This paper aims to analyze errors in the implementation of the Physics-Informed Neural Network (PINN) for solving the Allen--Cahn (AC) and Cahn--Hilliard (CH) partial differential equations (PDEs). The accuracy of PINN is still challenged when dealing with strongly non-linear and higher-order time-varying PDEs. To address this issue, we introduce a stable and bounded self-adaptive weighting scheme known as Residuals-RAE, which ensures fair training and effectively captures the solution. By incorporating this new training loss function, we conduct numerical experiments on 1D and 2D AC and CH systems to validate our theoretical findings. Our theoretical analysis demonstrates that feedforward neural networks with two hidden layers and tanh activation function effectively bound the PINN approximation errors for the solution field, temporal derivative, and nonlinear term of the AC and CH equations by the training loss and number of collocation points.

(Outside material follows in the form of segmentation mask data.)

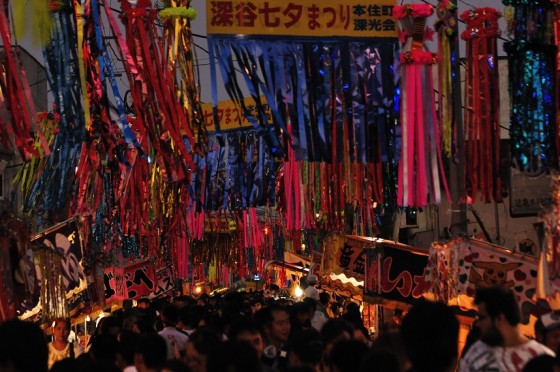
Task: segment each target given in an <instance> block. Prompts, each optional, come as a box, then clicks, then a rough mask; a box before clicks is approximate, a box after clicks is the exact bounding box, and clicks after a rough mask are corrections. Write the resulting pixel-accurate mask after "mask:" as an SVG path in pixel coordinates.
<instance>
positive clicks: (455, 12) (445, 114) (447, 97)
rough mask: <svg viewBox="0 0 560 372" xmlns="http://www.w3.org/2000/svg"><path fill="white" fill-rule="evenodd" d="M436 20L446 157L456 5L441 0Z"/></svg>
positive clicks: (439, 96) (451, 148)
mask: <svg viewBox="0 0 560 372" xmlns="http://www.w3.org/2000/svg"><path fill="white" fill-rule="evenodd" d="M436 12H437V17H438V21H437V22H436V24H435V29H436V31H437V33H438V62H439V64H438V107H439V110H438V113H439V117H438V119H439V122H440V125H441V128H442V151H443V154H444V155H445V157H446V158H448V159H449V158H451V155H452V154H451V152H452V144H453V127H454V125H453V124H454V122H453V104H454V99H453V84H452V81H453V79H455V78H456V76H455V72H454V71H457V63H458V59H457V56H456V55H455V53H454V50H453V45H454V43H455V42H456V40H457V34H456V27H457V5H456V4H453V3H452V2H451V1H450V0H441V1H440V2H439V3H438V6H437V9H436Z"/></svg>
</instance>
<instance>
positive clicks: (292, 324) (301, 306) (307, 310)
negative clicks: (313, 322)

翻译：本文旨在分析采用物理信息神经网络（PINN）求解Allen-Cahn（AC）和Cahn-Hilliard（CH）偏微分方程（PDEs）时产生的误差。当处理强非线性及高阶时变偏微分方程时，PINN的精度仍面临挑战。为解决该问题，我们引入一种稳定且有界的自适应加权方案——残差自适应估计（Residuals-RAE），该方法确保训练过程的公平性并有效捕捉解的特征。通过融入这一新的训练损失函数，我们在一维和二维AC与CH系统上开展数值实验，以验证理论推导结果。理论分析表明，采用双隐藏层前馈神经网络与tanh激活函数，能够通过训练损失和配置点数量有效界定PINN近似解的误差，涵盖AC和CH方程的解场、时间导数及非线性项。